Insistir em estruturas hierárquicas rígidas pode ser um erro

Por Diogo Alarcão, Gestor

Ao ler Mintzberg sobre as organizações que não têm cúpulas e bases (“Tops and Bottoms”), e depois de ouvir um frade dominicano dizer que na Ordem dos Pregadores o líder é apenas “o primeiro entre iguais”, questionei-me se é possível ser-se líder sem estar no topo da organização e sem ter um título associado a uma função de chefia ou direção.

A resposta parece-me clara. Sim, é possível.

Ao longo da vida tenho conhecido pessoas que se revelaram verdadeiros líderes nas organizações apesar de formalmente não terem equipas a reportar a si. E como são capazes de o fazer? Desde logo, através do exemplo e coerência no pensamento e ação. Essas pessoas estão, de forma natural e muitas vezes discreta, na primeira linha sempre que é preciso resolver uma crise, ultrapassar um obstáculo, encontrar uma solução para um qualquer problema ou, pura e simplesmente, para dar a mão e ajudar quem precisa. Ao fazê-lo são exemplo para outros, conquistam prestígio, tornam-se respeitáveis aos olhos dos seus pares, são influentes, contribuem para o bem comum, são relevantes para a organização… em suma, lideram e são vistos como líderes.

Conheci também pessoas que se tornaram verdadeiros líderes e promoveram importantes processos de transformação, nomeadamente na estrutura organizacional e na cultura da empresa, apesar de não terem reportes hierárquicos formais (muito habitual em estruturas matriciais). Fizeram-no sendo coerentes nas opiniões e atitudes que tomaram, mas também porque compreenderam que a liderança se exerce mais pela influência do que pelo exercício da autoridade. Essas pessoas raramente invocam o seu poder formal para fazer valer as suas opiniões e ouvem mais do que falam, para além de terem uma preocupação genuína e constante em estar próximo das equipas para as compreenderem e “sentirem”. Por último, mas não menos importante, veem o seu papel na organização como de serviço ao próximo, relegando para segundo plano as suas próprias carreiras e objetivos. Curiosamente (ou não!), são pessoas que geralmente têm excelentes percursos profissionais.

O que têm em comum estes dois tipos de pessoas? A capacidade de se verem como iguais aos outros e, se por alguma circunstância, um dia são investidos do poder formal de liderança nunca esquecerem que apenas são “os primeiros entre iguais”.

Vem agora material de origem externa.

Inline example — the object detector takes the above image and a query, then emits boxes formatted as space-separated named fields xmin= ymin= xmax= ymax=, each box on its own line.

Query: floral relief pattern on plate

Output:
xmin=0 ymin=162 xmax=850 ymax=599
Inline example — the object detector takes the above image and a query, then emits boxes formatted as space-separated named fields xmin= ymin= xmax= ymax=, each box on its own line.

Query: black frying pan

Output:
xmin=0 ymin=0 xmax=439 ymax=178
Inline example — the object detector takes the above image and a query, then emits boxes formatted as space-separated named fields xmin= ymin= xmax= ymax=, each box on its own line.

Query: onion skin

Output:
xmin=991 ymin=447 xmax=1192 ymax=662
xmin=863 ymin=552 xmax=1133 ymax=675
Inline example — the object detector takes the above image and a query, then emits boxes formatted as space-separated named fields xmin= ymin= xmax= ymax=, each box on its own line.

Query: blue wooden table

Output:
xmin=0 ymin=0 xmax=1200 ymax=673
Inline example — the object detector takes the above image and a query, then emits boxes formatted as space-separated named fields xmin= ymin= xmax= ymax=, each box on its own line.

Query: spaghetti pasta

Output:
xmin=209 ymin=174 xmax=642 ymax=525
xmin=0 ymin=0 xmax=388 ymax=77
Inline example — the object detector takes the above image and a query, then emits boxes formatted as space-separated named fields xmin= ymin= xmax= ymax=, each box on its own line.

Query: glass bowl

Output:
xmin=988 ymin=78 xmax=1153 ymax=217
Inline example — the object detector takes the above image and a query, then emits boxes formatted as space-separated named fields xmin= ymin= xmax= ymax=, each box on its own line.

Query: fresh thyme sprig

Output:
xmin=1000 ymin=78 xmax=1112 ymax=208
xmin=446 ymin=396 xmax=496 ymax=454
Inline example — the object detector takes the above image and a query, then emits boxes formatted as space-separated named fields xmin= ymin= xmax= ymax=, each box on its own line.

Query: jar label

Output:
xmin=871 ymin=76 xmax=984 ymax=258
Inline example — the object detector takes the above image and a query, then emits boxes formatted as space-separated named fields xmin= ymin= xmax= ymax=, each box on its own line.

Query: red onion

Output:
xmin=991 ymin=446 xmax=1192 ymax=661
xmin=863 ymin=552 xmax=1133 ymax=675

Pode o leitor perguntar-se qual a relação com a ideia defendida por Mintzberg. Pois bem, parece-me que organizações assentes em estruturas hierárquicas formais têm menor propensão para verem surgir no seu seio os líderes que acabo de descrever. Quanto mais presa uma organização está a processos decisórios e canais de comunicação assentes em estruturas hierárquicas formais, maior será a propensão para um exercício da liderança autocrático e maior será o fosso entre as chamadas cúpulas e bases. Hoje em dia, esse afastamento pode ser fatal na gestão do capital humano que, como sabemos, é fator crítico de sucesso de qualquer organização.

Não pretendo com isto dizer que a solução passa por modelos holocráticos. Apenas defendo que há espaço para encurtar as distâncias entre os diferentes níveis hierárquicos o que, aliás, tem vindo a ser adotado por muitas organizações na última década. E, mais importante, há espaço para flexibilizar as estruturas hierárquicas formais através de adoção de modelos comportamentais que promovam o exercício da liderança pelo exemplo e incentivem as pessoas em encontrarem o seu propósito na organização independentemente da função que exercem e da estrutura em que estão inseridos.

As organizações que insistirem em modelos hierárquicos rígidos e formais terão, muito provavelmente, maior dificuldade de adaptação e menor agilidade. Pelo contrário, acredito que as organizações que conseguirem libertar-se dessa rigidez estarão a dotar-se de ferramentas que lhes permitirão promover a inovação, estar mais atentas às tendências de mercado, ser mais ágeis do que os seus concorrentes, antecipar tendências, construir culturas mais inclusivas, promover o bem-estar dos seus colaboradores e potenciar o seu capital humano.